After four doses of nivolumab induction, responders continued with nivolumab maintenance therapy. Patients with stable/progressive disease received nivolumab 3 mg/kg plus ipilimumab 1 mg/kg once every 3 weeks for 2 doses followed by nivolumab 1 mg/kg plus ipilimumab 3 mg/kg once every 3 weeks for 2 doses, if not responding to the initial boost. Responders to boosts continued with nivolumab maintenance. Between July 2017 and April 2019, 86 patients were enrolled. The median follow-up is 7.7 months. The primary end point is objective response rate (ORR) per RECIST1.1. Secondary end points include efficacy of nivolumab induction, remission rate with nivolumab/ipilimumab boosts, overall survival, and safety.
Of all patients, 42, 39, and five were first- (1L), second- (2L), and third-line (3L), respectively. The median age was 68 years. The ORR with nivolumab monotherapy (assessed at week 8) was 29% in 1L and 23% in 2/3L, respectively. Forty-one patients received early (week 8) and 11 received later nivolumab/ipilimumab boosts. ORRs with nivolumab with or without nivolumab/ipilimumab (best overall response) were 45% and 27% in 1L and 2/3L, respectively. In 1L, 7 of 17 patients receiving boosts at week 8 improved, compared with 2 of 24 in 2/3L.
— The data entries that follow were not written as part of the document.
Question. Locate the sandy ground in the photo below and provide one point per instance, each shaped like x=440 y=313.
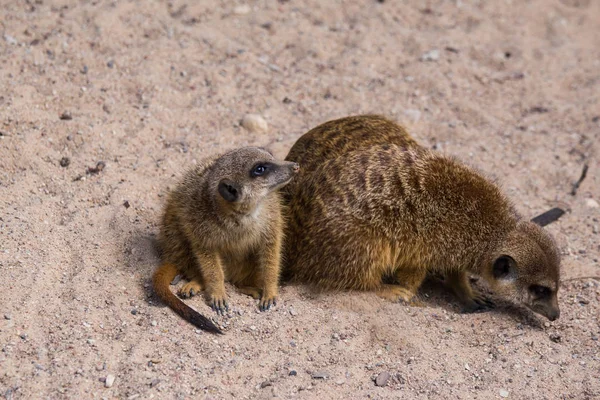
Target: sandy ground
x=150 y=87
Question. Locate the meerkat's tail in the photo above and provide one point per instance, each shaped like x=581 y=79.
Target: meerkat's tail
x=161 y=281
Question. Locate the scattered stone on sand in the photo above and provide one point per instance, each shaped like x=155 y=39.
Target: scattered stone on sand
x=320 y=375
x=110 y=379
x=254 y=123
x=382 y=378
x=431 y=55
x=591 y=203
x=555 y=337
x=242 y=9
x=66 y=116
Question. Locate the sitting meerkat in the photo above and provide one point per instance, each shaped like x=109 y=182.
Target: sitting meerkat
x=224 y=222
x=395 y=209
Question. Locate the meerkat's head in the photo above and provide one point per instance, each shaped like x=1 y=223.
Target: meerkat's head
x=243 y=177
x=526 y=268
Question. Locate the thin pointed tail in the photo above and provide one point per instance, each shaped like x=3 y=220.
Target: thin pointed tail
x=161 y=281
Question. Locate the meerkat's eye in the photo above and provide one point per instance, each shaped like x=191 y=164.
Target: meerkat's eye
x=540 y=291
x=259 y=170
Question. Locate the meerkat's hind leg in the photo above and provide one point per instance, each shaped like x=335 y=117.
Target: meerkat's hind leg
x=395 y=293
x=472 y=300
x=254 y=292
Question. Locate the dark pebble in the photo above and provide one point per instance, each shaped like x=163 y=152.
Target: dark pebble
x=320 y=375
x=97 y=169
x=382 y=378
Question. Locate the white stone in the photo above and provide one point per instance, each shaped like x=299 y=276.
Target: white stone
x=242 y=10
x=591 y=203
x=432 y=55
x=110 y=379
x=255 y=123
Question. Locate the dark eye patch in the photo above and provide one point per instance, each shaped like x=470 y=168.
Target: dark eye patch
x=540 y=291
x=259 y=170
The tailored approach of TITAN-TCC shows meaningful clinical activity supporting dual checkpoint inhibition in 1L mUC. However, starting therapy with nivolumab exclusively appears inadequate given the aggressive nature of mUC. In 2/3L, nivolumab/ipilimumab boosts with escalating ipilimumab dose did not improve efficacy outcomes versus nivolumab monotherapy. An independent 2L cohort of TITAN-TCC receiving nivolumab 1 mg/kg plus ipilimumab 3 mg/kg once every 3 weeks for 4 doses is ongoing.
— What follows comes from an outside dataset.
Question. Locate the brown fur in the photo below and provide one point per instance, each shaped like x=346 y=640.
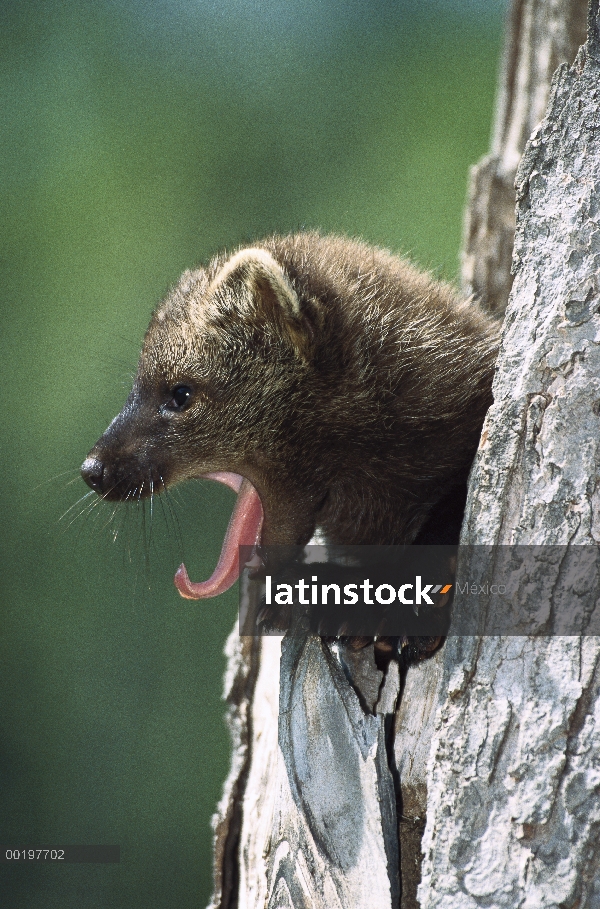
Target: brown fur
x=348 y=387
几种抗程序性细胞死亡(配体)-1(PD-[L]1)免疫检查点抑制剂已在晚期/转移性尿路上皮癌(mUC)中获得批准。最近,报道了抗 PD-1/抗细胞毒性 T 淋巴细胞相关抗原 4(CTLA-4)联合用药的活性优于抗 PD-1 单药治疗。我们报告了一种基于反应的方法,起始治疗为纳武单抗单药治疗,随后进行纳武单抗/伊匹单抗免疫治疗增强。
纳武单抗诱导治疗 4 个剂量后,缓解者继续接受纳武单抗维持治疗。疾病稳定/进展的患者接受纳武单抗 3 mg/kg 加伊匹单抗 1 mg/kg 每 3 周 1 次,共 2 个剂量,然后接受纳武单抗 1 mg/kg 加伊匹单抗 3 mg/kg 每 3 周 1 次,共 2 个剂量,如果初始增强治疗无反应。增强治疗的缓解者继续接受纳武单抗维持治疗。2017 年 7 月至 2019 年 4 月,共纳入 86 例患者。中位随访时间为 7.7 个月。主要终点为 RECIST1.1 评估的客观缓解率(ORR)。次要终点包括纳武单抗诱导的疗效、纳武单抗/伊匹单抗增强的缓解率、总生存期和安全性。
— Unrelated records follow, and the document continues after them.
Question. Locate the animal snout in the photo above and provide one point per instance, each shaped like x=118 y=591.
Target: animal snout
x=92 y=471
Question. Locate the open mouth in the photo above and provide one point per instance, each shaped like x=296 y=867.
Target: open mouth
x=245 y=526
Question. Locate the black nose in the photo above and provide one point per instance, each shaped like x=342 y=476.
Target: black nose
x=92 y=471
所有患者中,1 线(1L)、2 线(2L)和 3 线(3L)分别为 42、39 和 5 例。中位年龄为 68 岁。纳武单抗单药治疗(评估至第 8 周)的 ORR 分别为 1L 为 29%,2/3L 为 23%。41 例患者接受了早期(第 8 周)和 11 例患者接受了后期纳武单抗/伊匹单抗增强治疗。纳武单抗联合或不联合纳武单抗/伊匹单抗(最佳总体缓解)的 ORR 分别为 1L 为 45%和 27%,2/3L 为 27%。在 1L 中,17 例接受第 8 周增强治疗的患者中有 7 例缓解,而 24 例 2/3L 患者中有 2 例缓解。
TITAN-TCC 的定制方法显示出有意义的临床活性,支持 1L mUC 的双重检查点抑制。然而,鉴于 mUC 的侵袭性,仅用纳武单抗起始治疗似乎是不够的。在 2/3L 中,与纳武单抗单药治疗相比,伊匹单抗剂量递增的纳武单抗/伊匹单抗增强治疗并不能改善疗效。正在进行 TITAN-TCC 的一个独立 2L 队列,该队列接受纳武单抗 1 mg/kg 加伊匹单抗 3 mg/kg 每 3 周 1 次,共 4 个剂量。